One of the pros for a block schedule is longer classroom time is helpful for classes that include labs or hands-on CTE (career and technical education) courses.

Prior to implementing the traditional schedule, Newman and Bradford surveyed the teachers in order to get their input. Dr. Bradford said a big majority of the teachers were for changing to a regular schedule.

One thing teachers and staff will like when the regular schedule is implemented this school year is that now, both the high school and junior high will be on the same schedules. In previous years, the high school used a block schedule (four periods per day) while the junior high had seven periods per day. School bells were ringing throughout the day, half for the high school and the other half for the junior high.

Dr. Bradford said the change to a regular schedule will not change the requirements for students to graduate. Students must still have a minimum of 24 credits including four English, four math, three science, three social studies and one fine art. Personal finance class, P.E. and CTE courses can also factor in.

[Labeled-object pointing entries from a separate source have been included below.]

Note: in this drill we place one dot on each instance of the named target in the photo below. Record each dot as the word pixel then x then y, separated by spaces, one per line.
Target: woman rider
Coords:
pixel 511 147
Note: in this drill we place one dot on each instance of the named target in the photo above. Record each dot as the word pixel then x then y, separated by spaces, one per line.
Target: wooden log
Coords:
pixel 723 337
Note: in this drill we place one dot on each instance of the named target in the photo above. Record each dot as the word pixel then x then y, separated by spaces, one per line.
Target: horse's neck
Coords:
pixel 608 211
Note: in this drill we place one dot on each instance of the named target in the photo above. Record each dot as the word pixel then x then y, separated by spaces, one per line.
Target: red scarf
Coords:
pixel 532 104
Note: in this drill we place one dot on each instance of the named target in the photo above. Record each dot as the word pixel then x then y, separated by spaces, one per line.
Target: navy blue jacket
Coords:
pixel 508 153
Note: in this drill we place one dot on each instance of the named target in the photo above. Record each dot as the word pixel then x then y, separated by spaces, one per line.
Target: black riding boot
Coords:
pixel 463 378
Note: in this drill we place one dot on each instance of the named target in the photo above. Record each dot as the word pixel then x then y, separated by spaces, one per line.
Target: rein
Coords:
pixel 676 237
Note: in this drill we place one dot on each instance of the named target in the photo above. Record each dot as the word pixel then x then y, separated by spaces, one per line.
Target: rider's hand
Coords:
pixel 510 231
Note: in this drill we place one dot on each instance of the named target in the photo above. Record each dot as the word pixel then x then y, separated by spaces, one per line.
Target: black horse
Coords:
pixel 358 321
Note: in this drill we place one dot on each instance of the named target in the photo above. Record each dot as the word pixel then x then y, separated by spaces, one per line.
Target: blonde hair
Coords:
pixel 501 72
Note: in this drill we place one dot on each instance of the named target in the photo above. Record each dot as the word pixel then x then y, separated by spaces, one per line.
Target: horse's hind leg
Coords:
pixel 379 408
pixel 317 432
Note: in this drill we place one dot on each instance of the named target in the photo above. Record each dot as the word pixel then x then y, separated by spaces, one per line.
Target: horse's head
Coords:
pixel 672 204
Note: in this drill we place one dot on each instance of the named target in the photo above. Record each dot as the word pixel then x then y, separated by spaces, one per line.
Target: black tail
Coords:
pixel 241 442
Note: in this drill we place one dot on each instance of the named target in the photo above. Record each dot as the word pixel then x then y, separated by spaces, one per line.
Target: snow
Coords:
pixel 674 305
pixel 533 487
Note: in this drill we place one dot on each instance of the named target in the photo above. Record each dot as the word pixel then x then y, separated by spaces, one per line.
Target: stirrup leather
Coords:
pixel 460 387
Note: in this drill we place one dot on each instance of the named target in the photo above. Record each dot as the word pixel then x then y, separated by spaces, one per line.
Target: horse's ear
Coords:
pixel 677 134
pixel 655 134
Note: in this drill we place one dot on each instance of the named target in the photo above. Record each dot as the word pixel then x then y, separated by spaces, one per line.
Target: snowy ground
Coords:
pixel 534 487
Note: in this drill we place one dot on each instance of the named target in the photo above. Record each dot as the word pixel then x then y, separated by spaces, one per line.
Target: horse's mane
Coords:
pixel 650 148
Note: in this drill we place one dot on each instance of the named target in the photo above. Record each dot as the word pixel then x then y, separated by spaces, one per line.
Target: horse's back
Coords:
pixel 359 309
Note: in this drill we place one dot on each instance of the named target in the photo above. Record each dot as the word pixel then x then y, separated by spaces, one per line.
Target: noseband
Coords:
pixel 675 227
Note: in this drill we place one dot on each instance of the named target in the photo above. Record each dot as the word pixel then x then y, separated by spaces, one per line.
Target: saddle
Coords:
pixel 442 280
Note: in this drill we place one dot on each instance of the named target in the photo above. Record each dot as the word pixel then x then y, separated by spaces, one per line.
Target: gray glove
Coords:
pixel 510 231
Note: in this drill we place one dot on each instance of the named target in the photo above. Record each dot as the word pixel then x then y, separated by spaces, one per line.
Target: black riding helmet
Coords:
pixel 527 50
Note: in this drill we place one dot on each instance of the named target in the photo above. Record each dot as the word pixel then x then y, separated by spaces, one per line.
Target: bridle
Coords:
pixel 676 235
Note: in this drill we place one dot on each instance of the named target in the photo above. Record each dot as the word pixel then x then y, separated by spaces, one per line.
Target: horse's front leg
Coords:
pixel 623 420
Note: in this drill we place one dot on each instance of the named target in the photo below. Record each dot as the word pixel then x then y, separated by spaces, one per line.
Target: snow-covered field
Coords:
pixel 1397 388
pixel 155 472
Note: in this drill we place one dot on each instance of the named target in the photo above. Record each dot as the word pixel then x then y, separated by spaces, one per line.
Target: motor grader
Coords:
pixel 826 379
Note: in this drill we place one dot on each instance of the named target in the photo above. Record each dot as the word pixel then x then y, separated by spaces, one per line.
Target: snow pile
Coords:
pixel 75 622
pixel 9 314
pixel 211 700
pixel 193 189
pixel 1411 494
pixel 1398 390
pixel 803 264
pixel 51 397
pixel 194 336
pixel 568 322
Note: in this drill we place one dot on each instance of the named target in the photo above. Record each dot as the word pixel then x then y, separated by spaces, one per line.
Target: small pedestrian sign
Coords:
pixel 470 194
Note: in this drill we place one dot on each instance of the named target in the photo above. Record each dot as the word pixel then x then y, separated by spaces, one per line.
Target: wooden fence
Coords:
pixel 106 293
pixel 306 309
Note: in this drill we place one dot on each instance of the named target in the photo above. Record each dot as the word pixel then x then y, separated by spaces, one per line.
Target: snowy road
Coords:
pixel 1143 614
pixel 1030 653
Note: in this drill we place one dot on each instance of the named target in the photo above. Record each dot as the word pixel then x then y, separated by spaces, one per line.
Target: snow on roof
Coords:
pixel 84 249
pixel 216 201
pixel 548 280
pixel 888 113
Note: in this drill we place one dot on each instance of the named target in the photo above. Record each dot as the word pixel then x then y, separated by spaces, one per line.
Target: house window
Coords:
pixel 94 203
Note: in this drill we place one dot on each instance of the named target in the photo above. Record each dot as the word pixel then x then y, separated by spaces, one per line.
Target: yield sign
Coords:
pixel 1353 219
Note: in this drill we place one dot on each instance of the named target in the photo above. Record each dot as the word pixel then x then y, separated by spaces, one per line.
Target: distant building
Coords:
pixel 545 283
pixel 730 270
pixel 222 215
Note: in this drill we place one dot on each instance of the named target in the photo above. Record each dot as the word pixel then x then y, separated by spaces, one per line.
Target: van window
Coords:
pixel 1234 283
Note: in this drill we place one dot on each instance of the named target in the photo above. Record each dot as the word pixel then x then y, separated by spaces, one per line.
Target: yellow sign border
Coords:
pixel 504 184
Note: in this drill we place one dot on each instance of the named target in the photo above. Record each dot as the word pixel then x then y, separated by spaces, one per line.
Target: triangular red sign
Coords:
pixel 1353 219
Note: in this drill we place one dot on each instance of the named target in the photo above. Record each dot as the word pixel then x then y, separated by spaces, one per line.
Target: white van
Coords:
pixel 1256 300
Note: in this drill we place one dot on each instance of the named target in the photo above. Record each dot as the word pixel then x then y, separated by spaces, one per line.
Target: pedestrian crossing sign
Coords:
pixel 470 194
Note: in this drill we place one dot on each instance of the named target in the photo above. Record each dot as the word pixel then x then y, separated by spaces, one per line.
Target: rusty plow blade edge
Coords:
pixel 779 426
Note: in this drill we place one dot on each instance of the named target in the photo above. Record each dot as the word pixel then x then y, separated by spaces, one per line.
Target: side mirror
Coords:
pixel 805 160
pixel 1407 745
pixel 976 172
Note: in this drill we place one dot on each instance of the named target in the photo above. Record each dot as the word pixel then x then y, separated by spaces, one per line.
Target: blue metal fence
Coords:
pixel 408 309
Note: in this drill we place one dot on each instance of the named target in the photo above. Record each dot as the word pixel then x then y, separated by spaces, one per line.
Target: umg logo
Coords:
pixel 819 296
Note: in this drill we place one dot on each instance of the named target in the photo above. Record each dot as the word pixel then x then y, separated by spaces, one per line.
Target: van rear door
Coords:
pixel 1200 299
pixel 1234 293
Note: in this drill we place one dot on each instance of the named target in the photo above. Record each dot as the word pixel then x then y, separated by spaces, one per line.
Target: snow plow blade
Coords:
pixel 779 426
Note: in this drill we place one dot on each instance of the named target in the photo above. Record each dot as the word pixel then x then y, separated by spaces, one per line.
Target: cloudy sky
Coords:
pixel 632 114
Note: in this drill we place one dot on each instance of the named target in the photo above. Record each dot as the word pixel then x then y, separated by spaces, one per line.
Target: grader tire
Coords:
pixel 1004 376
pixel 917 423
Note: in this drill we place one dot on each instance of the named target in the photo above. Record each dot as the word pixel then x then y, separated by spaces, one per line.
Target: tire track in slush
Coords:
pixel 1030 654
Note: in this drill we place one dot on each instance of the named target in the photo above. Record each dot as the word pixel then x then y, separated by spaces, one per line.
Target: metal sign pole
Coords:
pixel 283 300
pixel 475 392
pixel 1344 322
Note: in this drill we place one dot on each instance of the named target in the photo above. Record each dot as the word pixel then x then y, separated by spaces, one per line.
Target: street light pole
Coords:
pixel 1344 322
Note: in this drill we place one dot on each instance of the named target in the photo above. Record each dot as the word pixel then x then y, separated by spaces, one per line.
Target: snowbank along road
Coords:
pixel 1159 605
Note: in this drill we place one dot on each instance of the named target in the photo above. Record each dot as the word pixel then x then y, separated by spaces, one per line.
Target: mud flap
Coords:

Incoming freshmen this year will get a jumpstart in English-1, Newman and Bradford noted. Freshmen will have an English-1 in the morning and another in the afternoon. Students will have the same classmates and teacher in both classes. The principals want to get these new high school students on track and increase literacy.

“We’re also adding more honors classes,” Newman said of the new school year. “We’re offering more opportunities.”

“We’re setting the bar a little higher,” Dr. Bradford added.

New advanced placement (AP) courses include U.S. history, AP seminar, and English language and composition. Students will receive credits for completing the courses. At the end of each of the AP courses, students will be tested. Students that pass the test will earn college credits as well.

Newman said not all students will pass the AP test, which he said is extremely detailed and difficult.

Bradford said even if a student does not pass the college credit exam, just passing the course for high school credit looks good on their college applications.

Also new this year are three dual enrollment courses—wellness, art appreciation and music appreciation. Students will earn both high school credit and college credit for these classes. These courses are through a partnership with Jackson State Community College.

There are new state dual credit courses offered to Humboldt students this year. Courses include plant & soil science, introduction to business, criminal justice and speech.

Industry certification courses offered include production technician, certified production technician, coding, auto precision measurement instruments certification and automotive service excellence student certification. Students passing any of these courses and tests will earn their certification and be work-ready immediately after high school.

With the new school year just days away, Humboldt students will have opportunities to excel in the classroom while becoming job-ready or college-ready after they leave the hallowed halls of Humboldt Jr./Sr. High School.